Heute bereits an das Morgen denken! Die Landesvorsitzende der KEG Bayern erklärt im Interview die Forderungen der abl zum Thema BNE

Walburga Krefting

Bildung für nachhaltige Entwicklung (BNE) ist seit dem Jahr 2003 fest im bayerischen Lehrplan verankert. Gemeint ist eine Bildung, die Menschen zu zukunftsfähigem Denken und Handeln befähigt. Sie ermöglicht jedem einzelnen die Auswirkungen des eigenen Handelns auf die Welt zu verstehen. Doch hat sich die Welt in den letzten Jahren wirklich nicht geändert oder ist sie vielleicht doch eine andere geworden? Die Arbeitsgemeinschaft Bayerischer Lehrerverbände (abl) präsentierte am 11. Juli 2022 einen Forderungskatalog, um die BNE upzudaten. Warum? Die Landesvorsitzende der KEG Bayern Walburga Krefting klärt auf.

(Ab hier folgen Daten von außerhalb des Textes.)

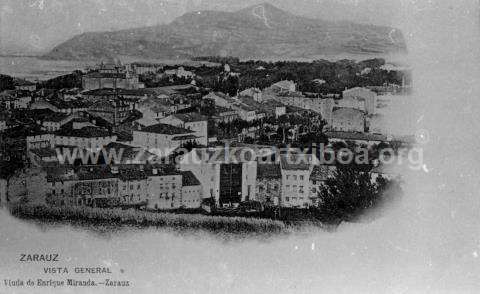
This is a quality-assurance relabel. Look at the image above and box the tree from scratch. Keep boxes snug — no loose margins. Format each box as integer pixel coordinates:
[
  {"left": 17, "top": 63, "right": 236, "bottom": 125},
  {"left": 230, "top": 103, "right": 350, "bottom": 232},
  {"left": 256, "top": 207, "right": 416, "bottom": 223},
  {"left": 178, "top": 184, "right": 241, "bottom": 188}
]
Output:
[{"left": 318, "top": 165, "right": 401, "bottom": 223}]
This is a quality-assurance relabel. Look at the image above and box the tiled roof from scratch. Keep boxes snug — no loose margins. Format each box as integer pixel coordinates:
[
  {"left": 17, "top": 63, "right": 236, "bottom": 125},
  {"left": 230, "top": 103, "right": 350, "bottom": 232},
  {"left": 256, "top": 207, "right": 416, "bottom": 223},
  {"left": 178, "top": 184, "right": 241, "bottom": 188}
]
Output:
[
  {"left": 325, "top": 132, "right": 387, "bottom": 141},
  {"left": 257, "top": 163, "right": 282, "bottom": 179},
  {"left": 280, "top": 153, "right": 312, "bottom": 170},
  {"left": 172, "top": 135, "right": 198, "bottom": 141},
  {"left": 173, "top": 112, "right": 208, "bottom": 122},
  {"left": 310, "top": 165, "right": 334, "bottom": 181},
  {"left": 82, "top": 88, "right": 155, "bottom": 96},
  {"left": 141, "top": 124, "right": 193, "bottom": 135},
  {"left": 55, "top": 126, "right": 112, "bottom": 138},
  {"left": 181, "top": 171, "right": 200, "bottom": 187},
  {"left": 45, "top": 165, "right": 181, "bottom": 182},
  {"left": 85, "top": 72, "right": 126, "bottom": 79},
  {"left": 14, "top": 79, "right": 35, "bottom": 86},
  {"left": 30, "top": 148, "right": 57, "bottom": 157},
  {"left": 43, "top": 112, "right": 68, "bottom": 122}
]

Am 11. Juli 2022 stellten Sie mit der abl die Forderungen für ein Update des BNE vor. Warum jetzt? Was war der Anlass?

In den Ferien spürten wir alle die extreme Hitze, die in den nächsten Jahren nicht niedriger werden wird. Experten sprechen davon, dass sich Deutschland an die 40 Grad im Sommer gewöhnen muss. Der menschgemachte Klimawandel ist in aller Munde. Der Mensch benötigt die Erde aber die Erde den Menschen nicht. Unsere Schülerinnen und Schüler gingen bei Friday for future auf die Straßen, weil sie sich zurecht um ihre Zukunft sorgen.

Der IPCC Bericht unterstrich zudem im April 2022 genau diese Situation und war daher für uns nochmal Anlass genau auf unsere Schulen zu blicken. Natürlich geben bereits jetzt unsere engagierten Lehrerinnen und Lehrer alles, um dieses Thema den Schulkindern nahe zu bringen. Wir müssen aber von politischer Seite hier mehr Unterstützung für dieses brennende Thema für unsere Kolleginnen und Kollegen erhalten. In der Ukraine wird in diesen Zeiten ein Atomkraftwerk beschossen, mich bewegt das alles wirklich sehr, daher müssen wir die Zukunftsthemen noch mehr in die Schulen bringen. Natürlich brauchen wir aber auch die Mittel dafür.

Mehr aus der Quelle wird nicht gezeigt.